Directions on Using the Focus Activity:
(1) Using the displays of information, ask the students to graph the market price movements of specific commodities using graph paper.
(2) Have the students talk about the volatility of prices of different commodities and get them to explore some of the reasons for the price movements or the lack of movement. Students should consider the role of natural effects such as weather, natural disasters, good or bad harvests, and other types of supply shocks as well as the impact of changing demand. They should be encouraged to hypothesise about the reasons for particular price movements. The teacher can lead the discussion to the most likely cause.
(3) Divide the class into groups with each group taking one commodity. Instruct the students to use the poster materials to construct posters on the market price of their commodity. The posters should include: a clear and colourful title; a graph of the price movement; some drawings depicting reasons for the price changes; any other graphs the students want to construct from the price materials; and any personal touches for their poster.
(4) Posters should be hung with the existing displays on commodities. The teacher can lead the students around the classroom and discuss differences between different commodities, particularly concerning market price movements.

Key Questions to be covered in the lesson:
(1) How are the market prices of commodities determined ?
(2) How and why do market prices change over time?

Answers:
(1) Commodity market prices are determined by the interaction of buyers and sellers. The greater the supply of a commodity, the lower its price. The greater the demand for a commodity, the higher its price.
(2) Market prices can change a great deal over time due to changing supply and demand conditions. Supply shocks such as a natural disaster can greatly reduce supply leading to a price increase or a change in tastes and the increased popularity of a commodity can increase the price from the demand side.

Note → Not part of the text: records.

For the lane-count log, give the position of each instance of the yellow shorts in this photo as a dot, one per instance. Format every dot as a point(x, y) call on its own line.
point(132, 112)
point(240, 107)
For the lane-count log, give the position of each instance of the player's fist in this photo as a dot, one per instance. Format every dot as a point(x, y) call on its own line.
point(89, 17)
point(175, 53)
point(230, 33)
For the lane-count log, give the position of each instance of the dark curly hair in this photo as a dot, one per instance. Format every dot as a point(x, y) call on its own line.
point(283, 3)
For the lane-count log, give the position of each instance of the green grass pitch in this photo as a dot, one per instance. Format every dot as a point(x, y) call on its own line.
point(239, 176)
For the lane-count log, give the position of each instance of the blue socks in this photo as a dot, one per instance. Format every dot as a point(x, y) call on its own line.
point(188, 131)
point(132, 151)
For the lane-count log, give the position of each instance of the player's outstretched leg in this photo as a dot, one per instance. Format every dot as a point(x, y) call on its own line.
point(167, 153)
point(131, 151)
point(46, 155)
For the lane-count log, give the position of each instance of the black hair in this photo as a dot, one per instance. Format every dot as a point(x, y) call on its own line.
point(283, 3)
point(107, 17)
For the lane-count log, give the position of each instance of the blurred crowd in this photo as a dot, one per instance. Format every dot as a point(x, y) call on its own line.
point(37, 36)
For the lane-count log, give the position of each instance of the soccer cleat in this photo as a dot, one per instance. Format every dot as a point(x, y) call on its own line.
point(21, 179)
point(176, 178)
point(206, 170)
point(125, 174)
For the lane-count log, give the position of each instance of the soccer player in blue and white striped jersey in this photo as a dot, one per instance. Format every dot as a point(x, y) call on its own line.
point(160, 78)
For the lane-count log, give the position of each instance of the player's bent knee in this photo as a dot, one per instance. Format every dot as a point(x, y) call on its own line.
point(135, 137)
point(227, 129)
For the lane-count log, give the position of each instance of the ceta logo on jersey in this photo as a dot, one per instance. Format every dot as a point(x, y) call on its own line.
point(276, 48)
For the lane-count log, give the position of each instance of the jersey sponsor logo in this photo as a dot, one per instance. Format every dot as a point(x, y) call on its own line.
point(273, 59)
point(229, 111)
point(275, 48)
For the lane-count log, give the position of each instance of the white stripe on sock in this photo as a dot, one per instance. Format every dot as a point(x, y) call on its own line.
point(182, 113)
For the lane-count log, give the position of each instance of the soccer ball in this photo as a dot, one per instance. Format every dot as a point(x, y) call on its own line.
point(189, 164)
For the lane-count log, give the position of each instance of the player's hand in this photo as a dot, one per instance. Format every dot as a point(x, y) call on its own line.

Extensions and Variations:
(1) Invite a commodity trader into class to talk to the students about commodity prices.
(2) Extend the exercise into a geography project. Plot on maps the location of commodities around the world and trace how different commodities find their way to the local market. Use the commodity as the focal point of the projects.
(3) Extend the exercise into a mathematics class. Graph the prices of different commodities against one another to see if there are any common trends to the price movements. Students can calculate average prices as well as complete other statistical and arithmetic exercises.